The airline said it hoped to add more long-haul destinations, make flights more frequent, and reinstate some major Asian cities to its daily schedule for the first time in several months, "subject to government travel restrictions", reports the South China Morning Post newspaper. Cathay scaled its operations back to a skeleton schedule of three percent of services in early April, and that was extended until June 20. The newly announced increases would take that up to 5 percent.
Global airline industry
The global airline industry has been rocked by the pandemic, which triggered a collapse in air travel demand amid severe travel restrictions and tough quarantine measures. Cathay, which has 236 aircraft, currently operates long-haul flights to London Heathrow, Los Angeles, Vancouver and Sydney twice a week, but will increase that to five times a week.

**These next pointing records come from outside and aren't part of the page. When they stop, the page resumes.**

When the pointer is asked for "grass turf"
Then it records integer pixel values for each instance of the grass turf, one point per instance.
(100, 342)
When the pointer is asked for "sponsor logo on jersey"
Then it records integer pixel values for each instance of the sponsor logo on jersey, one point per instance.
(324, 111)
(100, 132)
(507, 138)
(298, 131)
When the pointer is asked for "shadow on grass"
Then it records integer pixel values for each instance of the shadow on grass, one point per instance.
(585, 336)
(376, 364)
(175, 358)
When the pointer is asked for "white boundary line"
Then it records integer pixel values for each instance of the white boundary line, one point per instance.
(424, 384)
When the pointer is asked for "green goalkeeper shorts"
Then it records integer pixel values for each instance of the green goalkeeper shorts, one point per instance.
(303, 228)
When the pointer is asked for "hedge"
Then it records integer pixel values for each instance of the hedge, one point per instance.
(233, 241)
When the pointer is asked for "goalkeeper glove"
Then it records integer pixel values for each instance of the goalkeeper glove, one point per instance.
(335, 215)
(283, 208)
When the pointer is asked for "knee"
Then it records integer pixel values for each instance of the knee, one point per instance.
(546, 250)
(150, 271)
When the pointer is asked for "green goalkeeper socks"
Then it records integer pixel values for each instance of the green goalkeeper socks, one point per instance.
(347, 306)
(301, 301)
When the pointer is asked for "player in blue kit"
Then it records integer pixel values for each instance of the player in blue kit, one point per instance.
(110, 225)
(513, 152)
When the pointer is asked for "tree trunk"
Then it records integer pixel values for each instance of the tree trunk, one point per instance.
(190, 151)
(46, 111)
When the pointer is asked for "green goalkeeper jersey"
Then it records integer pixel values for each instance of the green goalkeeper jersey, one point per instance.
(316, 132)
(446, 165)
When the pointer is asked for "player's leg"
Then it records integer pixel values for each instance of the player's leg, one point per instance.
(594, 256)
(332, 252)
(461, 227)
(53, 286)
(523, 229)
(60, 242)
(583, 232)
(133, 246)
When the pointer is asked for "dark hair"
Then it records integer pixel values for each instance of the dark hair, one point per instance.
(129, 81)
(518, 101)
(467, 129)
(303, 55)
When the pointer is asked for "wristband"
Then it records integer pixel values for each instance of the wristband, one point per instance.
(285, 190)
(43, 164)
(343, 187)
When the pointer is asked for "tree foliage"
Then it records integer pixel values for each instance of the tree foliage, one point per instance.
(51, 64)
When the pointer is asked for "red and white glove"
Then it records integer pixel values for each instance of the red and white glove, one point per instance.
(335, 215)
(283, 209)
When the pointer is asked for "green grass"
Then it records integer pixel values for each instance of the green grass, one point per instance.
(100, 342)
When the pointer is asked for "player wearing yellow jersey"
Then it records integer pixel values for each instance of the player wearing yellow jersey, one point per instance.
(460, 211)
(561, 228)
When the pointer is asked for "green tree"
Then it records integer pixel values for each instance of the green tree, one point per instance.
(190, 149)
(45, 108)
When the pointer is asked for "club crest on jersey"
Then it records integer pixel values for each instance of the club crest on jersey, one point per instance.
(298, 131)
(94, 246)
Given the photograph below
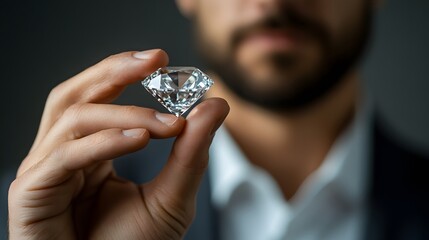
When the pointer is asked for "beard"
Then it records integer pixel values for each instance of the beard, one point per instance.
(291, 92)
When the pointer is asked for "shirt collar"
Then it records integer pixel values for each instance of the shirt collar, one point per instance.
(343, 170)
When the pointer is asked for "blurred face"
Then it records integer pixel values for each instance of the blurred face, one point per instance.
(281, 54)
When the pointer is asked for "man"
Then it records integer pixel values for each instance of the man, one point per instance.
(293, 159)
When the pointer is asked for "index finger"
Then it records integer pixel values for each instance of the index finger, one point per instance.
(101, 83)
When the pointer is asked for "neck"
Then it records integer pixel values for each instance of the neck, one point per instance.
(290, 146)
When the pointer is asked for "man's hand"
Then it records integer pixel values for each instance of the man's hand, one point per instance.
(66, 187)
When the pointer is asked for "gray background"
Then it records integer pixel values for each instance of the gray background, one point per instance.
(45, 42)
(42, 43)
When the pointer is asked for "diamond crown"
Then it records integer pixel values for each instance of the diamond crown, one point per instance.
(177, 88)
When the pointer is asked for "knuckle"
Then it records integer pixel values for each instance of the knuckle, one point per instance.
(75, 110)
(133, 110)
(56, 93)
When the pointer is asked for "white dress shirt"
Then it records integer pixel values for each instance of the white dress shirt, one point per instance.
(328, 205)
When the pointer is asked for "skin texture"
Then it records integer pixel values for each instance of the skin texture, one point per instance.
(66, 187)
(293, 86)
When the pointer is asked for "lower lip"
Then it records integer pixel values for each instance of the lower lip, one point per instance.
(272, 41)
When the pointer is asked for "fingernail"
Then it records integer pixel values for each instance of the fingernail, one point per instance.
(216, 127)
(134, 133)
(168, 119)
(148, 54)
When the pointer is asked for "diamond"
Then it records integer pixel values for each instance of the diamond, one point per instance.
(177, 88)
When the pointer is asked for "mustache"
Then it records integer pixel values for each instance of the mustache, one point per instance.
(284, 20)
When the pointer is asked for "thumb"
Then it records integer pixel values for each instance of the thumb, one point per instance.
(181, 176)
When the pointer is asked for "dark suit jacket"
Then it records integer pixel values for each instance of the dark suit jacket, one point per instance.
(398, 200)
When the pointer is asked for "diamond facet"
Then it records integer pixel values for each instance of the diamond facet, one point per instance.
(177, 88)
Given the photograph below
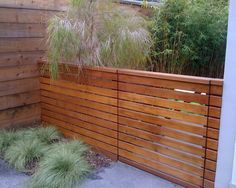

Amsterdam, Frankfurt, San Francisco and Melbourne were among the long-haul destinations set to return three times a week, the airline added. "We will continue to monitor the developing situation and further adjustments may be made as necessary," the SCMP report quoted the flag carrier as saying. Earlier this month, Cathay's budget unit HK Express extended its total grounding until June 18, has been on hiatus since March 23.
In a bid to cut costs, most of the Cathay Pacific Group's 34,200 staff have taken three weeks of unpaid leave. Also, 433 cabin crew in the US and Canada were told they would be laid off, while about 200 pilots in the UK, Australia have been furloughed.